Scotiabank posted lower fourth-quarter profits than a year ago as the banking giant continued to increase its credit loss provisions in an uncertain economic environment.

The bank’s net income came in at almost $1.39 billion in Q4 compared with $2.09 billion the same time last year, meaning its adjusted profit per diluted share fell from $2.06 to $1.26 on a year-over-year basis.

It set aside almost $1.26 billion to cover bad loans in the quarter ending October 31, a significant jump from $529 million in Q4 2022, while the bank’s overall revenue was near $8.31 billion compared with almost $7.63 billion the prior Q4.

Scotiabank’s announcement, which marked the first 2023 fourth-quarter earnings release among Canada’s major banks, missed expectations, with analysts on averaging having expected an adjusted profit of $1.65 per share, according to financial markets data firm Refinitiv.

The bank said its net income for the quarter included restructuring charges of $258 million linked to “ongoing efforts to streamline operation processes,” while the exit of certain real estate premises and service contracts cost $63 million and impairment charges of $273 million accrued from the write-down of its investment in associate with China’s Bank of Xi’an Co.

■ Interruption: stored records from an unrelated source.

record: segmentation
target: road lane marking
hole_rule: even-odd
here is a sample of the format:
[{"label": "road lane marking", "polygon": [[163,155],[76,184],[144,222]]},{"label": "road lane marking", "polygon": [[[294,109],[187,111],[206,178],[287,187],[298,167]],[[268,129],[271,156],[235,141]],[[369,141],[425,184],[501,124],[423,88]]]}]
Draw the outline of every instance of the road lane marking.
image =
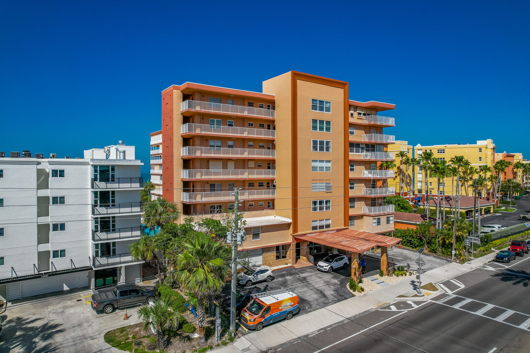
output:
[{"label": "road lane marking", "polygon": [[357,336],[359,333],[362,333],[363,332],[365,332],[365,331],[368,331],[368,330],[371,330],[372,328],[375,327],[376,326],[377,326],[378,325],[380,325],[382,323],[383,323],[384,322],[386,322],[386,321],[388,321],[388,320],[391,320],[392,319],[394,319],[394,318],[397,318],[398,316],[399,316],[399,315],[400,315],[404,313],[404,312],[405,312],[404,311],[402,311],[399,314],[396,314],[396,315],[394,315],[394,316],[392,316],[391,318],[388,318],[388,319],[387,319],[385,320],[383,320],[383,321],[381,321],[381,322],[378,322],[377,323],[374,324],[372,325],[372,326],[370,326],[370,327],[366,328],[364,330],[361,330],[361,331],[359,331],[357,333],[354,333],[353,334],[352,334],[351,336],[348,336],[348,337],[346,337],[345,338],[343,338],[342,339],[341,339],[340,340],[337,341],[335,343],[332,343],[331,345],[330,345],[329,346],[325,347],[324,347],[323,348],[322,348],[321,349],[319,349],[318,350],[315,350],[313,353],[320,353],[320,352],[322,351],[323,350],[325,350],[328,348],[332,347],[333,347],[333,346],[334,346],[335,345],[338,345],[339,343],[341,343],[342,342],[344,342],[344,341],[349,340],[350,338],[351,338],[352,337],[355,337],[355,336]]}]

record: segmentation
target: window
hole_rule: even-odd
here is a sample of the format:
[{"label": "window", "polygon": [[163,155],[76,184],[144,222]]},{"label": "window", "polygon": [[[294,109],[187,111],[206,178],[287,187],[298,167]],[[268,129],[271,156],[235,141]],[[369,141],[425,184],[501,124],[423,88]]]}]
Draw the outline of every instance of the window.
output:
[{"label": "window", "polygon": [[64,205],[64,196],[54,196],[51,198],[52,205]]},{"label": "window", "polygon": [[331,132],[331,122],[329,120],[311,119],[311,130],[313,131]]},{"label": "window", "polygon": [[325,220],[316,220],[311,221],[311,230],[320,230],[321,229],[329,229],[331,228],[331,219]]},{"label": "window", "polygon": [[311,171],[331,171],[331,161],[312,160],[311,161]]},{"label": "window", "polygon": [[54,250],[51,252],[51,257],[54,259],[59,257],[66,257],[66,250],[64,249],[63,250]]},{"label": "window", "polygon": [[312,140],[313,152],[331,152],[331,141],[330,140]]},{"label": "window", "polygon": [[278,245],[276,247],[276,259],[281,260],[287,257],[287,246]]},{"label": "window", "polygon": [[223,205],[210,205],[210,214],[220,213],[223,211]]},{"label": "window", "polygon": [[65,177],[65,170],[64,169],[51,169],[51,177],[52,178],[64,178]]},{"label": "window", "polygon": [[331,183],[311,183],[311,191],[312,192],[325,191],[326,193],[331,193]]},{"label": "window", "polygon": [[329,101],[311,99],[311,110],[315,112],[331,112],[331,102]]},{"label": "window", "polygon": [[331,210],[331,200],[313,200],[311,201],[311,212]]},{"label": "window", "polygon": [[66,223],[53,223],[51,224],[52,232],[63,231],[65,229]]}]

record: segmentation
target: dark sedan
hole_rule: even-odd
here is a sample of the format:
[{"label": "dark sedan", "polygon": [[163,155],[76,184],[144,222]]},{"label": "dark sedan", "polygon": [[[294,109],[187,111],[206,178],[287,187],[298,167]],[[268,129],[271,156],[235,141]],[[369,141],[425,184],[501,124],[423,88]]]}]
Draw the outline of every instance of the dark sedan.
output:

Scott Thomson, the company’s president and CEO, said Scotiabank had focused its efforts on strengthening its balance sheet as it readies for “heightened macroeconomic uncertainty” in the months ahead.

“Strong capital and liquidity ratios, improving loan to deposit ratios and increased allowance for credit losses coverage ratios, position us well as we enter the next phase of our growth strategy,” he said in remarks accompanying the quarterly results.